The HHS created the process in a 2020 final rule that quickly faced a lawsuit filed by PhRMA arguing it was biased against drug manufacturers, and would make it harder for them to initiate claims. A federal judge paused the suit early last year after HRSA said it planned to make changes to the process.
Those changes on Thursday pare back arbitration from “a lengthy, trial-like process” to a more flexible one, regulators wrote in the final rule. For example, HRSA removed a minimum dispute threshold of $25,000 for a petition to be filed, to make it easier for groups without legal expertise or significant resources to access dispute resolution.
340B Health, which represents 1,500 hospitals participating in the program, said it was “particularly encouraged” that the final rule allows hospitals to bring disputes to the panel over drug companies limiting their ability to purchase drugs at the 340B price, and that regulators nixed a proposal that would have prevented hospitals from bringing claims similar to those pending in federal court.
That’s because a number of court cases are pending after about 20 drugmakers halted 340B discounts to providers that use community and specialty pharmacies.
“This rule will help hold drug companies accountable,” said Chad Golder, AHA general counsel, in a statement Thursday.
But “frustratingly, the administration chose not to consider issues we raised in our comments, exacerbating ongoing program integrity issues,” PhRMA spokesperson Nicole Longo said, calling the rule “flawed.”
Drugmakers have accused hospitals of not being responsible stewards of the program’s funds, especially as 340B continues to grow.
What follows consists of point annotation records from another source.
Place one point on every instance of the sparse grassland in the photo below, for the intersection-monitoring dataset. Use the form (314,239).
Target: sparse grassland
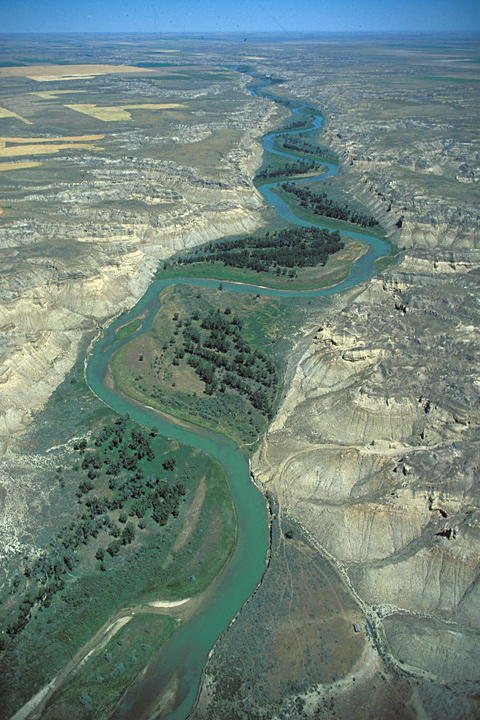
(4,113)
(126,330)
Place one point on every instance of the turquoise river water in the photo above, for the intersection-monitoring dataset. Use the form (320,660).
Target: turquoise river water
(179,664)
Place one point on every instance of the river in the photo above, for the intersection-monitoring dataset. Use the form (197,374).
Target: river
(177,668)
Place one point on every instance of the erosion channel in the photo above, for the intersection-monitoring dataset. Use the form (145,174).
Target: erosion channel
(172,680)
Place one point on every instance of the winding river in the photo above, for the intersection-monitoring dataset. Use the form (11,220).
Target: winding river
(177,668)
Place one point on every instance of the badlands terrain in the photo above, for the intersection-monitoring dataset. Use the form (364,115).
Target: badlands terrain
(371,461)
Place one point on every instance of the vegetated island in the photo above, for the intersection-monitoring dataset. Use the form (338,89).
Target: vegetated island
(156,520)
(294,258)
(321,204)
(206,363)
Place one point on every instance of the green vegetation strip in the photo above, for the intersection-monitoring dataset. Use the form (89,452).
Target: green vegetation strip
(204,363)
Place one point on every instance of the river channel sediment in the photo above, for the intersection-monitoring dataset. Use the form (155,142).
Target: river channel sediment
(170,684)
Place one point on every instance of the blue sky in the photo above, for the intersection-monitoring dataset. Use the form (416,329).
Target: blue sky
(238,15)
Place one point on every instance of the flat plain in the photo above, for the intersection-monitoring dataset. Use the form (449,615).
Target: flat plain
(118,154)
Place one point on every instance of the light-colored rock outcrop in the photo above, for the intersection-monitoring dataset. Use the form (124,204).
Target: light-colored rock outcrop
(374,447)
(76,254)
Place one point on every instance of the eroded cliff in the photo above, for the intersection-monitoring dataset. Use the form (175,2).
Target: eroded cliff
(375,449)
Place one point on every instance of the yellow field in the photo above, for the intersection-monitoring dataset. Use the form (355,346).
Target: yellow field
(75,138)
(8,113)
(53,94)
(17,150)
(17,166)
(46,73)
(118,112)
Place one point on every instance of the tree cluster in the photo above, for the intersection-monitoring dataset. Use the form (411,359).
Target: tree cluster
(320,204)
(116,454)
(298,168)
(274,252)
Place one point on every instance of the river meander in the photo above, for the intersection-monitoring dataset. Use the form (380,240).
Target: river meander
(177,668)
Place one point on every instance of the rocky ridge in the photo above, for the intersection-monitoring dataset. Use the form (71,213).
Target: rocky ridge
(375,450)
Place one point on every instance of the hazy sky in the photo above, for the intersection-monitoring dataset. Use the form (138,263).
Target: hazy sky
(237,15)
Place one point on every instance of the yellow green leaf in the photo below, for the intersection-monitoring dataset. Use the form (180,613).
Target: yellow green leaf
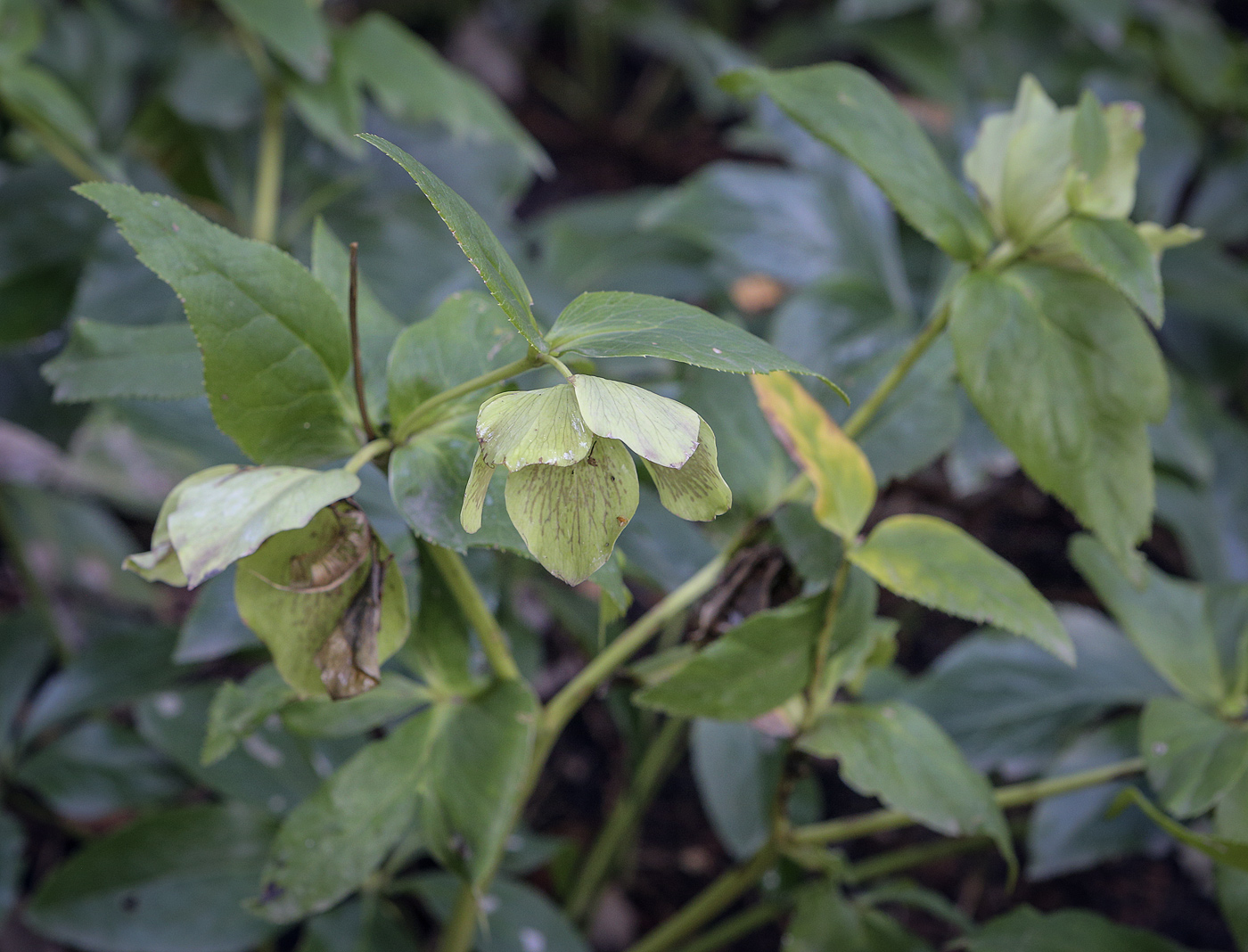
(842,478)
(653,427)
(570,517)
(521,428)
Research is mixed, with some studies finding hospitals use revenue from the program to expand healthcare services for low-income people and subsidize uncompensated care. Others have used it for purposes unrelated to patient care, like acquiring physician practices. Similarly, audits of covered entities have found many providers aren’t complying with 340B requirements like not reselling discounted drugs.
As a result, the pharmaceutical industry and some lawmakers have called for more guardrails in 340B requiring hospitals to account for their savings.